The sound of Ryan's voice was as welcome as it was unexpected. Seth checked the clock on the dashboard. Seven minutes and forty-five seconds. That was how long it had been since the sound of a human voice had been heard in the truck. Being honest with himself, Seth had to acknowledge that this was how long it had been since he'd last said anything. Ryan had so far ignored all of his efforts to draw him into a conversation. It must be fifteen minutes since Ryan said anything.

Seth's first instinct was to take those brief driving instructions as signs of life in his passenger and not simply an indication that Ryan was just trying to get them to their destination. He probably just wants to get rid of me. The thought further darkened his mood andRyan's expression did nothing to lighten it. His face was as distant and closed to him as it had been since he'd tossed his bike into the back of the Range Rover and climbed in beside Seth.

Seth had never had the experience of making a friend. In this area of life he was as much a virgin as he was with the whole guy/gal thing. Ridicule had been his constant companion since grade school. Rejection had been added to the mix as he entered adolescence. The two had shadowed him ever since.

In the seventh grade during a fit of depression conjoined with a short lived passion for things medieval he'd created a heraldic device for himself - a Seth Cohen coat of arms. His device consisted of human footprints or from bottom to topon a sable band sinister. To complete his arms he'd adopted a motto which he placed on a ribbon at the bottom of his device: Run Away and Live to Fight Another Day. On either side of his device and holding it aloft he placed, like heraldic beasts, RIDICULE and REJECTION rampant.

One particularly bad Friday at Harbor had provided him with forms and faces for his beasts. REJECTION was a leopard, lithe and svelte, with claws extended and Summer's face. Across the device reared RIDICULE, a Chimera. Seth enjoyed the notion of placing Luke's handsome face atop an animal with the body of a goat and the wings of an eagle. The fire spitting from his mouth completed the picture for Seth.

When he turned fifteen, he decided that he'd been a dumb shit back then. Still he saved the device and carefully hid it and protected it with a password on the hard drive of his computer. It represented too much truth to be sent to the recycle bin. He'd spent his whole life running away from things both literally and figuratively. For after all, weren't the snarky put downs of Harbor and its students only a way of distancing himself from the one thing, friends, he wanted most but couldn't seem to acquire?

What did he know about friends or friendship? He didn't know what a person who'd take on the responsibility of him as a friend would be like. What kind of baggage would someone who liked Seth Cohen bring with him? He found the thought a little daunting.
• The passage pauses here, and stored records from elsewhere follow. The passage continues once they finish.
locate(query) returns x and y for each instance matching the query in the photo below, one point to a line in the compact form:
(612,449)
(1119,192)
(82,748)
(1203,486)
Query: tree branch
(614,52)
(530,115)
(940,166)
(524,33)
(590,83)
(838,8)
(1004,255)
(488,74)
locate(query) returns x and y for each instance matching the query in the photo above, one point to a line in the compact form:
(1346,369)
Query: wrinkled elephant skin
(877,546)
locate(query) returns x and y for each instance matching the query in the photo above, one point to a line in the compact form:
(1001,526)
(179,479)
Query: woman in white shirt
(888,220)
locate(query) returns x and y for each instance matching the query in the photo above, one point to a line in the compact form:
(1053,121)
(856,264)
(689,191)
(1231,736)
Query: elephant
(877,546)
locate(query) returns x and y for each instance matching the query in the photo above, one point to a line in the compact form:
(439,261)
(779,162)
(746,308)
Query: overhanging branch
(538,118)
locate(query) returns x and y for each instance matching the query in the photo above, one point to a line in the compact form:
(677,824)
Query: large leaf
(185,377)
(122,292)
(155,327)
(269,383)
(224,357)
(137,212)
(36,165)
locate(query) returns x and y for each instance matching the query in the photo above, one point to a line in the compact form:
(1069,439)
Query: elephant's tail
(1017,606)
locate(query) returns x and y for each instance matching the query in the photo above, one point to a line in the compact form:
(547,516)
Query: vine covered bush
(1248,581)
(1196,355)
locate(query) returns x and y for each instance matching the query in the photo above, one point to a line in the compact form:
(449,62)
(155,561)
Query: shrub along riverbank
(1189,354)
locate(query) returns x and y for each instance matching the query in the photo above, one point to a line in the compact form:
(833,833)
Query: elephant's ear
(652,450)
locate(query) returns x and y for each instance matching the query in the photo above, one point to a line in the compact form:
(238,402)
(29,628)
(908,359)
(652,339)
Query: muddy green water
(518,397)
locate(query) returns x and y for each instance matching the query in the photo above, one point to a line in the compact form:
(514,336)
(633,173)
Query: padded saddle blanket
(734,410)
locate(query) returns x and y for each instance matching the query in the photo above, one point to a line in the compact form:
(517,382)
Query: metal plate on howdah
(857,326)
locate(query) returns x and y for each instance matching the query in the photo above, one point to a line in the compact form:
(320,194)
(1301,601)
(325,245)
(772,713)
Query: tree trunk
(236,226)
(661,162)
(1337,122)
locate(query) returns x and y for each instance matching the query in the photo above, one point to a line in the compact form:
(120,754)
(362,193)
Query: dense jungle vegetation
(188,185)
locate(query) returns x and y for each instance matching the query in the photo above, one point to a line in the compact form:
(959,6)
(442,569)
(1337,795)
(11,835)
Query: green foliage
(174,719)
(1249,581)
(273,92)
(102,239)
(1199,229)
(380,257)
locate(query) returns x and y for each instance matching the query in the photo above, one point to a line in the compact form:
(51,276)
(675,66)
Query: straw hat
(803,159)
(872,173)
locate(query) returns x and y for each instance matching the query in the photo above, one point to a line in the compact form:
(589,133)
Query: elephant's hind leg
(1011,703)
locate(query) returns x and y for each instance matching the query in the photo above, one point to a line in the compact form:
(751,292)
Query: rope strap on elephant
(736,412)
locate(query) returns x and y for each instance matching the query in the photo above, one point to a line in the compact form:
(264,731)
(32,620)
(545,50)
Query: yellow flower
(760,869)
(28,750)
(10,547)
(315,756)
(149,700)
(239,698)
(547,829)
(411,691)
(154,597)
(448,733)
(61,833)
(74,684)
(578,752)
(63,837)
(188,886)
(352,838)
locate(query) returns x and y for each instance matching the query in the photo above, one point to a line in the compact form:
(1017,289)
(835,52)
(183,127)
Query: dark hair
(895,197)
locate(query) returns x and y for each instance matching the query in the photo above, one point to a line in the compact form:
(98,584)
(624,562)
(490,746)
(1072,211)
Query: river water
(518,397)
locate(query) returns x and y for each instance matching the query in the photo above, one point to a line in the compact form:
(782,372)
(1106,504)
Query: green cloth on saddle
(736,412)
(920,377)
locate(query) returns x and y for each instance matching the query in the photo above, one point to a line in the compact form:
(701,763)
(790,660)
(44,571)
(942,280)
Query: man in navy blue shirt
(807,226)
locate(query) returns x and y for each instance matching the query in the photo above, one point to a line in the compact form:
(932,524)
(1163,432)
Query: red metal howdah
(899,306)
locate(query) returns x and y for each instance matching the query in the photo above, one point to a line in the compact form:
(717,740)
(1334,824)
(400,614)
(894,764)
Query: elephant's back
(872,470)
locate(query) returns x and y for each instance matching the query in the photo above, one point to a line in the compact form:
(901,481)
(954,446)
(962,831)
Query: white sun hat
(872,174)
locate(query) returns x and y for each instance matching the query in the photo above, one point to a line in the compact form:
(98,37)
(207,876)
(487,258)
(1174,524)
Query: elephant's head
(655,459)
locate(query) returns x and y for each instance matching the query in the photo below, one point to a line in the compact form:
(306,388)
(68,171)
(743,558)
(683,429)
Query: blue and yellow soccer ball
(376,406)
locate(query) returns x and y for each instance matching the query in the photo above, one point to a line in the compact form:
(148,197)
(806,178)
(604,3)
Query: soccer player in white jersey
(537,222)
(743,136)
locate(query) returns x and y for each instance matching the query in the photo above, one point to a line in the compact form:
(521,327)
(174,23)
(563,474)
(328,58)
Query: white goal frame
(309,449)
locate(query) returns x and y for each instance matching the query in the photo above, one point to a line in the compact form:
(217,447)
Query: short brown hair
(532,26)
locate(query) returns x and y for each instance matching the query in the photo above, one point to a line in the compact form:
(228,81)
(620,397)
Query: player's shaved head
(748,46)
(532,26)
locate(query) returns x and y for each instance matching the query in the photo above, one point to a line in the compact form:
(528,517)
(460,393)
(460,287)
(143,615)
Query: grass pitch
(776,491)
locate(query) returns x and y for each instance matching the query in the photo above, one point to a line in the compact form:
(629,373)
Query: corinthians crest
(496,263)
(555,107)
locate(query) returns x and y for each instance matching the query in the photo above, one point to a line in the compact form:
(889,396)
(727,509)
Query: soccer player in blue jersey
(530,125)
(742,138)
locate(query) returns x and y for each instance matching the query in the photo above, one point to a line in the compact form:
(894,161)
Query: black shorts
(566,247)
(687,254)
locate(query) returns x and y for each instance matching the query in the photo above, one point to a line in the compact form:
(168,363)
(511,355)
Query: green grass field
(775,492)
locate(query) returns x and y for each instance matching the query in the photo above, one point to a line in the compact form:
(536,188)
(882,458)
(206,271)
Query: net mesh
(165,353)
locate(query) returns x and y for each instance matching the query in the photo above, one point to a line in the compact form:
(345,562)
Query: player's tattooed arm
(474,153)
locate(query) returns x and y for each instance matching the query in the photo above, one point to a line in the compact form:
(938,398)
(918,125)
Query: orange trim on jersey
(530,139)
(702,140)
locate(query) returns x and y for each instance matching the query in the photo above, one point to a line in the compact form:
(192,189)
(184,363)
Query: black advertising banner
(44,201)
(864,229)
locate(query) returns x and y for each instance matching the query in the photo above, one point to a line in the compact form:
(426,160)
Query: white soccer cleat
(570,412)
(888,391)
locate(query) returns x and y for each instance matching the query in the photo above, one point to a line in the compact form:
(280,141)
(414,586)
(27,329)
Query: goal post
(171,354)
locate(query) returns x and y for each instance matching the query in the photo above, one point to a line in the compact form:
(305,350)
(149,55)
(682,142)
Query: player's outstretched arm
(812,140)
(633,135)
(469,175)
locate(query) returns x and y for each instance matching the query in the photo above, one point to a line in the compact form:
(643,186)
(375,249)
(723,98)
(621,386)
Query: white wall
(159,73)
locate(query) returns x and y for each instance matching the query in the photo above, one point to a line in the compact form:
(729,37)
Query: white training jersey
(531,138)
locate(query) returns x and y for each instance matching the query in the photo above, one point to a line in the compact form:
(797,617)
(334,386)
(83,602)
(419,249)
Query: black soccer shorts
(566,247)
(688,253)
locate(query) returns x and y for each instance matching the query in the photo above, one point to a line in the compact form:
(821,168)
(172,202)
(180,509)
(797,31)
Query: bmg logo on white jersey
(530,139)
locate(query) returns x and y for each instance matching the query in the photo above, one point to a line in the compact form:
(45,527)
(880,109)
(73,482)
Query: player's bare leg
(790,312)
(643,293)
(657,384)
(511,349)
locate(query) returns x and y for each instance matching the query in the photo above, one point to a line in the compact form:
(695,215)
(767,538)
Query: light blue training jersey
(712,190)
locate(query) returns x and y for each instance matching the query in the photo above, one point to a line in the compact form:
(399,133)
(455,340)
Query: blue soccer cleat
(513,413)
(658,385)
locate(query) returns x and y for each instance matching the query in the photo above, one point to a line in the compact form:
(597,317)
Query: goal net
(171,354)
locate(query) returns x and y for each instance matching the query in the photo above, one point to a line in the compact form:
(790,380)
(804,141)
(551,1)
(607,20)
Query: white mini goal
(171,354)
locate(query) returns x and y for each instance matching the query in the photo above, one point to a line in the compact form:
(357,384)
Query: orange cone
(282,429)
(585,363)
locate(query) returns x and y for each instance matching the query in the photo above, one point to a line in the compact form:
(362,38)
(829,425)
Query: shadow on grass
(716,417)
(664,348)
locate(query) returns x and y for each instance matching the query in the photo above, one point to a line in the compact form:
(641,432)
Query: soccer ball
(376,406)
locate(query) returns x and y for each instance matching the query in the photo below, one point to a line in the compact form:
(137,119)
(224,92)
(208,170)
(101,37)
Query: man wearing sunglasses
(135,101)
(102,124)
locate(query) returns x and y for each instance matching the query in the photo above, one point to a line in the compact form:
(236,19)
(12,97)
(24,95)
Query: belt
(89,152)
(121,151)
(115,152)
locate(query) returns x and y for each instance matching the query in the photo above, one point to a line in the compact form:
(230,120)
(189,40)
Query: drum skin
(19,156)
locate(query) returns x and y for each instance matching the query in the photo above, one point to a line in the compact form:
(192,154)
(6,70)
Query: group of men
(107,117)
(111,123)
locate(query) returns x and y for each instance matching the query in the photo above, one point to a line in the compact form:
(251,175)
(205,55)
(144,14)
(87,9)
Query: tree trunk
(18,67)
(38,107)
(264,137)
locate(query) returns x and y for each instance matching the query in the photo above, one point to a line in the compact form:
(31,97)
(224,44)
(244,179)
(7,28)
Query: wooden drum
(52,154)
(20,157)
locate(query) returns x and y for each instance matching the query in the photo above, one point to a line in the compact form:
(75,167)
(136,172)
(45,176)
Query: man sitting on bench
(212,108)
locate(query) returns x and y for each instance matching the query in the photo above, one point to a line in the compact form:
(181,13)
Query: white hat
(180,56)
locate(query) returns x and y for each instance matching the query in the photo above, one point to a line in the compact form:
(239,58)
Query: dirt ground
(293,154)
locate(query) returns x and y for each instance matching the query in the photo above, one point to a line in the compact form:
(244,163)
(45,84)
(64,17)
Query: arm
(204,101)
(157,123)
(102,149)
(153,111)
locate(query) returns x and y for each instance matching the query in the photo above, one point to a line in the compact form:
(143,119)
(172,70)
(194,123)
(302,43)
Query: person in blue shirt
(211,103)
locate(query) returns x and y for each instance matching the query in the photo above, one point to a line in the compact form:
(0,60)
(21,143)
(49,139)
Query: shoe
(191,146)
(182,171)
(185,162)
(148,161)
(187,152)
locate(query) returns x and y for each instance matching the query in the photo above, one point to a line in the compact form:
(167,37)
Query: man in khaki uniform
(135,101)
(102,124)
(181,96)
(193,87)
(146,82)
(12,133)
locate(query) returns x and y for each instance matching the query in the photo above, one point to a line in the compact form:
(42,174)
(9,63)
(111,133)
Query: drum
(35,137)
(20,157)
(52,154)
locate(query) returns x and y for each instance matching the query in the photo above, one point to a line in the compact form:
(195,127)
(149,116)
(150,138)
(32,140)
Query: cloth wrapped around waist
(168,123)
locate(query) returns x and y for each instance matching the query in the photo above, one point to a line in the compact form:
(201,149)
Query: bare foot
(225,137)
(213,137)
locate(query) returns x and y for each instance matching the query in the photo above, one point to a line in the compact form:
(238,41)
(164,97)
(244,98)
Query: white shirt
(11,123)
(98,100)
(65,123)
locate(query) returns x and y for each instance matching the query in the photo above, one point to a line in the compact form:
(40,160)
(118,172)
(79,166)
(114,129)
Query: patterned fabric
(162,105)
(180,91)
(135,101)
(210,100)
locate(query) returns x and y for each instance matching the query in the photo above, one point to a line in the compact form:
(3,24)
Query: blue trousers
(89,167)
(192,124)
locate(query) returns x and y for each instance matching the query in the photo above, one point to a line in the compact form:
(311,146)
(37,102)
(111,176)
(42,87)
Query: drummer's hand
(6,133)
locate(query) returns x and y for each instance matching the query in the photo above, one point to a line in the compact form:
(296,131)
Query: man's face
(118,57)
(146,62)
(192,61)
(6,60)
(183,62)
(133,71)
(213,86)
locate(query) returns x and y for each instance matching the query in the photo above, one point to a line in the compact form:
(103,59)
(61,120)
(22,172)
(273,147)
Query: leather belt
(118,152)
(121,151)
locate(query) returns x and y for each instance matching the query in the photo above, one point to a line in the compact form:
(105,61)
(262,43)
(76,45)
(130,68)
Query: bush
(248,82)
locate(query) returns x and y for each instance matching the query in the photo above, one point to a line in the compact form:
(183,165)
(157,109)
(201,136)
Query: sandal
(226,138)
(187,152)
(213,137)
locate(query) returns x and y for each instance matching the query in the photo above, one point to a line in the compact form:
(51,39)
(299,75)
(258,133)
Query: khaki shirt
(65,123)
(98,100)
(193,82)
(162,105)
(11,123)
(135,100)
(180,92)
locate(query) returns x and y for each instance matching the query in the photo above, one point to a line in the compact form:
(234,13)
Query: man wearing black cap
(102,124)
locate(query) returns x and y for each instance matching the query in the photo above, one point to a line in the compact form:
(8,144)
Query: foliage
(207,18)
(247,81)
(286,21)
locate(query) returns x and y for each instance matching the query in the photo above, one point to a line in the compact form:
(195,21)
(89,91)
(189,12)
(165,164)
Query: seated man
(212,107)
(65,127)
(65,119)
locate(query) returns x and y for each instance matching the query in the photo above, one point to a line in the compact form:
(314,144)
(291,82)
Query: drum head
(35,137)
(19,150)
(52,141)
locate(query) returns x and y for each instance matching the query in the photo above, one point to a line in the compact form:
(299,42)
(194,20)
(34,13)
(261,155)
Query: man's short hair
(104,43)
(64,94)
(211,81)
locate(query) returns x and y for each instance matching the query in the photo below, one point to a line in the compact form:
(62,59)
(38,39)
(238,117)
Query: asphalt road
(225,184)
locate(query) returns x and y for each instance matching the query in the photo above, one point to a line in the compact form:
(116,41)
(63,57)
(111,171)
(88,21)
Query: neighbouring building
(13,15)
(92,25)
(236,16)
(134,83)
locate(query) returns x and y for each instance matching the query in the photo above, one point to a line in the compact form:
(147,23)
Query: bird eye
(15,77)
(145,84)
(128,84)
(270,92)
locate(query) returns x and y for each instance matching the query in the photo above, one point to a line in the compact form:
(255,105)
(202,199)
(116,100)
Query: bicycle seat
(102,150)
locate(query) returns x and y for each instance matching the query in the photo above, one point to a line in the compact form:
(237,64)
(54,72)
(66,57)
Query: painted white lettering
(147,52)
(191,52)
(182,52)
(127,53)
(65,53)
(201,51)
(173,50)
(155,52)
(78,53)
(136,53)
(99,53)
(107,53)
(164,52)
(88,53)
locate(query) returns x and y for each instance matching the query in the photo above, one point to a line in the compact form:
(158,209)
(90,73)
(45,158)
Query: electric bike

Would they need to be as unique as he knew he was? There certainly was no reason to believe that a normal person would see anything of worth in him.

Seth frowned as his fingers drummed on the steering wheel. He knew that a proclivity for long, brooding silences had not made it onto the top 100 list of desirable characteristics for a FOS (Friend of Seth). He was also positive that being the possessor of a big, dark, hairy monster of a secret – the kind that could get you mugged or worse on a city street – had also not made it onto that list. Seth had spent his middle school years creating and refining his FOS list. It had taken the bruising reality of his Freshman Year only a day to demonstrate its uselessness. His list had then joined his coat of arms behind a password on his computer.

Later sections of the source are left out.